Mitchell, on the other hand, has remained out of sight during the investigation that has gone on these last few months, and has essentially been ruined for good in the arcade world. Even if he were to set a world record today (and existing record holders doubt he has the skill to do so based on reviewing his play), it would be tainted by years of proven deception. The community won’t forgive him.
And that’s the worry others are voicing: will the investigators come for other scores that for years have been venerated but have not been verified as strictly as modern records are? Will, for example, any score without an accredited witness or reliable recording be removed from the lists?
In their decision, Twin Galaxies’ authorities write:
Twin Galaxies is dedicated to absolutely rooting out invalid scores from our historic database wherever we find them.
Our methodic approach has allowed many things to surface, not only related to this specific score, but other scores as well as some previously never-before-discussed video game related history.

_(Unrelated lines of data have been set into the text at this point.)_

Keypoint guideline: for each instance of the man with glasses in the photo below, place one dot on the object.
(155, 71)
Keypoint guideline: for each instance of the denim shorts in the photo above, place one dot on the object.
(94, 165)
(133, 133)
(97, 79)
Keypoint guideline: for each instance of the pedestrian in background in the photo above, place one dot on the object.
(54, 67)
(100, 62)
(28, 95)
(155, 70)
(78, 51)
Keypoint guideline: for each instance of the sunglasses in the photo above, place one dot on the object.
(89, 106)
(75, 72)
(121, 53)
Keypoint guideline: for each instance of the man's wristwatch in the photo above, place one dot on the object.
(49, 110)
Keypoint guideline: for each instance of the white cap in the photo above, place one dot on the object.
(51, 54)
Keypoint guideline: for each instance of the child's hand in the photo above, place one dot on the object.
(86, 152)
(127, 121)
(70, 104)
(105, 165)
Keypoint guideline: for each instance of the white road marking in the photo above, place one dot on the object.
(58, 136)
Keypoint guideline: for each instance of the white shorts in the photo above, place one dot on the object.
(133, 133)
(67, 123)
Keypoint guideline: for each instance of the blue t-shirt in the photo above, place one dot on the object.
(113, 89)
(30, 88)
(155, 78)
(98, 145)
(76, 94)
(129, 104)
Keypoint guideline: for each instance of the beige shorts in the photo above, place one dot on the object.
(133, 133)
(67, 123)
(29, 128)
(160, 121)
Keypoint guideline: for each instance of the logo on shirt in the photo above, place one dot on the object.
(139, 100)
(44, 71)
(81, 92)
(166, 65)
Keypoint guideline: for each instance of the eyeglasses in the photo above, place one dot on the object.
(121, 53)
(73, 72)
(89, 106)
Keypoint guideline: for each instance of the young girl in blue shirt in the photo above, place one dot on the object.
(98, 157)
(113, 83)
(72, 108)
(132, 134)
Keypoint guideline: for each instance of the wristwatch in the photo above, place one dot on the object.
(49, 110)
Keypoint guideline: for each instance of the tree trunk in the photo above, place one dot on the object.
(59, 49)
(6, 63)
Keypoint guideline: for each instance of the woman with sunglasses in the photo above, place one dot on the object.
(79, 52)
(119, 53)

We must repeat, the truth is the priority. That is the concern. Whatever it takes.
This dispute is closed, and a controversial but nevertheless legendary gaming figure covered in shame (or he should be if he has any). Who will be next? Regardless of who falls, the community will no doubt continue to thrive; the passion for these old games is undying and as new generations have shown, not limited to an aging cohort of Gen-Xers striving to extend a bygone era of glory (though admittedly they are a big part of it).
If this strange saga interested you anywhere near as much as it interested me, go ahead and dive in. You might find you have a new hobby. Just don’t try to fake it. And by the way, the current top score in Donkey Kong is 1,247,700, set just two months ago by Robbie Lakeman. Good luck.